Sul piano gnoseologico il Manifesto porta una netta critica alla concezione positivistica della “scienza” concepita come forma suprema di sapere e forma di conoscenza privilegiata; respinge la concezione fisicalista e riduzionista che va per la maggiore in campo cybercapitalista, quella secondo cui non solo le scienze naturali ma pure quelle morali dovrebbero adottare i principi metodologici e il linguaggio della fisica. Quindi: «Se la scienza è conoscenza certa, questa può esserci solo grazie all’incontro dei più diversi saperi».
La tecnica non è il mero insieme degli strumenti e dei dispositivi tecnologici, questi sono solo i mezzi con cui essa si manifesta e sovrasta il mondo e la vita. L’orologio non è la somma dei suoi ingranaggi, è l’oggetto che misura il tempo. La Tecnica è la più alta forma di razionalità che si sia mai data, è la forza produttiva alla sua massima potenza, è la forza motrice del cybercapitalismo, è l’oggetto diventato soggetto e demiurgo della storia, è l’apparato tecnocratico che si alimenta a spese delle esigenze dell’uomo. Come il denaro, con lo sviluppo del capitalismo, da mezzo è diventato fine, così la tecnica è diventata il fine all’insegna del quale ogni scopo può essere realizzato.
Di qui dunque il dilemma con cui il Manifesto si apre: «accettare o impedire che venga alla luce la creatura-mostro che il capitalismo globalizzato porta in grembo…. Che implica la definitiva subordinazione dell’organico all’inorganico, del biologico al sintetico, del naturale all’artificiale».

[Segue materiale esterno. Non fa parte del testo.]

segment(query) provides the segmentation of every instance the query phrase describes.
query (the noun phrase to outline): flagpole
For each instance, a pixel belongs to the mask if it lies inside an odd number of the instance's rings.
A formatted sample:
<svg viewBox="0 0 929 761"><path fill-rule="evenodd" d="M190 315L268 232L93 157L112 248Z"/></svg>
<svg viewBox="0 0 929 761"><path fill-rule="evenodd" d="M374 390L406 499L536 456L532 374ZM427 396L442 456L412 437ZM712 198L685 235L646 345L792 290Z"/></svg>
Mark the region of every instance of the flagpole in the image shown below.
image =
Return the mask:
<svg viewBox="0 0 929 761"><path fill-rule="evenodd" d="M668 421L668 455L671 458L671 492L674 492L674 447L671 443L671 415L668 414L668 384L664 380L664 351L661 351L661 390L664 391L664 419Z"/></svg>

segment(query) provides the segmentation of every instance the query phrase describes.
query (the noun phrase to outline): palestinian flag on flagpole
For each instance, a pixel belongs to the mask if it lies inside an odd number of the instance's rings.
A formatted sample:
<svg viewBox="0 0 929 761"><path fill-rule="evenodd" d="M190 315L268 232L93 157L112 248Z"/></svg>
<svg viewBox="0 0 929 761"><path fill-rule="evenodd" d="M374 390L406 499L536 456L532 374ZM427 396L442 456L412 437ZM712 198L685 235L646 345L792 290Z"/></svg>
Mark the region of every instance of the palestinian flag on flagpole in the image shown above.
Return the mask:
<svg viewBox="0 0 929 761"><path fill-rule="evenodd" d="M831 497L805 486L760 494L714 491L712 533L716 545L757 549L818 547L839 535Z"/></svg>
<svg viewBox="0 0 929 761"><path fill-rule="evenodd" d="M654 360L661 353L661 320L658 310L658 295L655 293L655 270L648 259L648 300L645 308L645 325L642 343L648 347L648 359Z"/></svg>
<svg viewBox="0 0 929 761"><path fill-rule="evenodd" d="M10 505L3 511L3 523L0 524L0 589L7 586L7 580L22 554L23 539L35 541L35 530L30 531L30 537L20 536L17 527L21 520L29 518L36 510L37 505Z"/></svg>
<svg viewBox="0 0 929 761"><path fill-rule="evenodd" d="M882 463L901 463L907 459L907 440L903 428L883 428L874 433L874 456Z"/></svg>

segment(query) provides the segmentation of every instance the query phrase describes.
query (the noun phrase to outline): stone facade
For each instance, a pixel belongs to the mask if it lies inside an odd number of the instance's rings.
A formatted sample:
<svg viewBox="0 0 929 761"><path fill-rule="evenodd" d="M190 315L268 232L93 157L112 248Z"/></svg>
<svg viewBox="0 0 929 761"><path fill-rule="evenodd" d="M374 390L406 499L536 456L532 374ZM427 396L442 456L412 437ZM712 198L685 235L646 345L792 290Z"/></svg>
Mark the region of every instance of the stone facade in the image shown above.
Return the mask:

A questo punto della storia come possiamo sperare di impedire che il mostro venga alla luce? Poste contraddizioni oggettive e condizioni soggettive, potremo riuscire nell’ardua impresa solo se essa poggia su fondamenta ontologiche e antropologiche: «Gli esseri umani, se posti davanti alla scelta tra schiavitù e libertà, tra menzogna e verità, tra la morte e la vita, sempre sceglieranno la libertà, la verità e la vita».
Emanuele respinge queste fondamenta umanistiche. In 48 pagine non ci ha però detto quali sarebbero diverse, più giuste e adeguate fondamenta. Questo mutismo, dopo tanta logorrea, è il sintomo dello spettro nichilista che attraversa il documentone, ciò che ne fa un edificio costruito sulla sabbia.